A Python package that simplifies the process of building lead scoring models.
Project description
Generic Lead Scoring Model
About
glsm
is a user-friendly Python package that simplifies the process of building lead scoring models. It supports both predictive and non-predictive models, providing flexibility and ease of use.
The goal of the lead score is to provide a qualification metric for comparison between leads. It is based on product interest and company interaction data.
Predictive Model
Soon!
Non-predictive Model
Name | Description | Variable |
---|---|---|
Weight | Feature weight that represents the relative importance of each feature | $$w$$ |
Points | Assigned points of each feature | $$p$$ |
Normalized weight | Weights unit vector normalization | $${\hat{w}} = \frac{w}{\sqrt{\sum\limits^{n}_{i=0}w_i^2}}$$ |
Lead score | A weighted sum of assigned points for each feature, where the feature weights are normalized to form a unit vector. | $$\lambda = \sum_{i=1}^n {\hat{w}_i^2}{p_i}$$ |
Index
Disclaimer
This library is in beta. Suggestions and contributions are welcome.
Installation
Requirements
- pydantic
- pandas
Can be installed using pip:
pip install glsm
Theory
There are two ways for you to understand the proposed models:
- Through the Google Sheets simulator (Non-predictive only)
- Reading the following sections
Predictive
Soon!
Non-predictive
This model and the following set of rules are a suggestion to get you started. You can use them as a starting point and adapt them to your business needs. The library is flexible enough to allow you to use your own assumptions and rules.
The non-predictive model has the following characteristics:
- It avoids the use of predictive algorithms, which can be data-intensive and require significant computational power and technical expertise to operate effectively.
- It uses relative feature weights, meaning that the inclusion of a new feature won't change the weights of the existing ones.
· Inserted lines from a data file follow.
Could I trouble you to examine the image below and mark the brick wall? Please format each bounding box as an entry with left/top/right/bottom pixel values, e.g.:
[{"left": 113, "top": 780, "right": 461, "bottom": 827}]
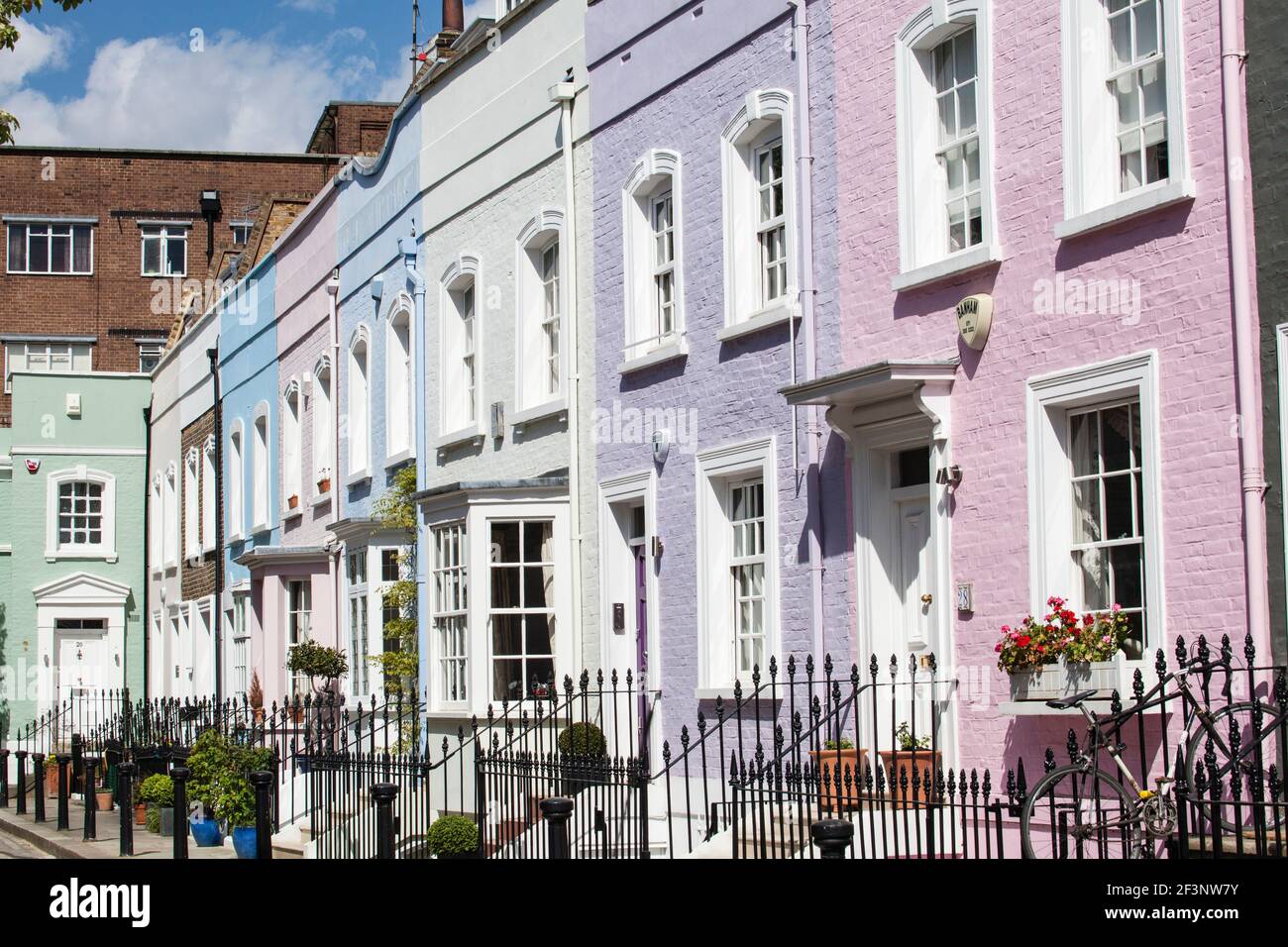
[{"left": 0, "top": 147, "right": 338, "bottom": 425}]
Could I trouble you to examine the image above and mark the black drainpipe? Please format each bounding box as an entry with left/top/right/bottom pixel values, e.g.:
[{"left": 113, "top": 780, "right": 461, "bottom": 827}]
[
  {"left": 142, "top": 404, "right": 152, "bottom": 698},
  {"left": 206, "top": 346, "right": 224, "bottom": 706}
]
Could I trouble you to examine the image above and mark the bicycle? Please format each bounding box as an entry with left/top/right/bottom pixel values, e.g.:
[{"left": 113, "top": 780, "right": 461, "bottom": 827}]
[{"left": 1020, "top": 659, "right": 1288, "bottom": 858}]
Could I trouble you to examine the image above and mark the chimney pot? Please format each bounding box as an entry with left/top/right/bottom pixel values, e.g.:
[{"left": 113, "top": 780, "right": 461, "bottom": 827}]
[{"left": 443, "top": 0, "right": 465, "bottom": 34}]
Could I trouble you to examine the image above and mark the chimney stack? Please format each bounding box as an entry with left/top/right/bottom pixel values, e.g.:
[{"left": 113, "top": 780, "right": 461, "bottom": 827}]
[{"left": 443, "top": 0, "right": 465, "bottom": 34}]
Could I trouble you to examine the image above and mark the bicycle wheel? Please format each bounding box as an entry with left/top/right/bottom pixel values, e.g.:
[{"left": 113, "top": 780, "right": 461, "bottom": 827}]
[
  {"left": 1185, "top": 701, "right": 1288, "bottom": 832},
  {"left": 1020, "top": 763, "right": 1143, "bottom": 860}
]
This can simplify the implementation and interpretation of the model.
- It provides a score that ranges from 0 to 100 points, with 50 being the minimum threshold for lead qualification. The score reflects the current objectives and scenarios of the company, allowing for comparisons of lead performance over time.
Weight (${w}$):
Feature weight is a value that multiplies the points assigned to each feature. It is used to differentiate the importance of each feature.
You can make it easier to understand by thinking of it as a multiplier. The higher the weight, the more important the feature is. You can use any range of values (due to the unit vector normalization), but it is easier to interpret if the weights are between 0 and 1.
Suppose you choose to use values from 0 to 1. Your most important feature will have a weight of 1. Other features should have a weight less than 1.
Normalized Weight (${\hat{w}}$):
The model needs to be flexible and adaptable to accommodate changes in the business environment. Sometime after the model is built, the company may change its focus or process. In this case, features may need to be added or removed.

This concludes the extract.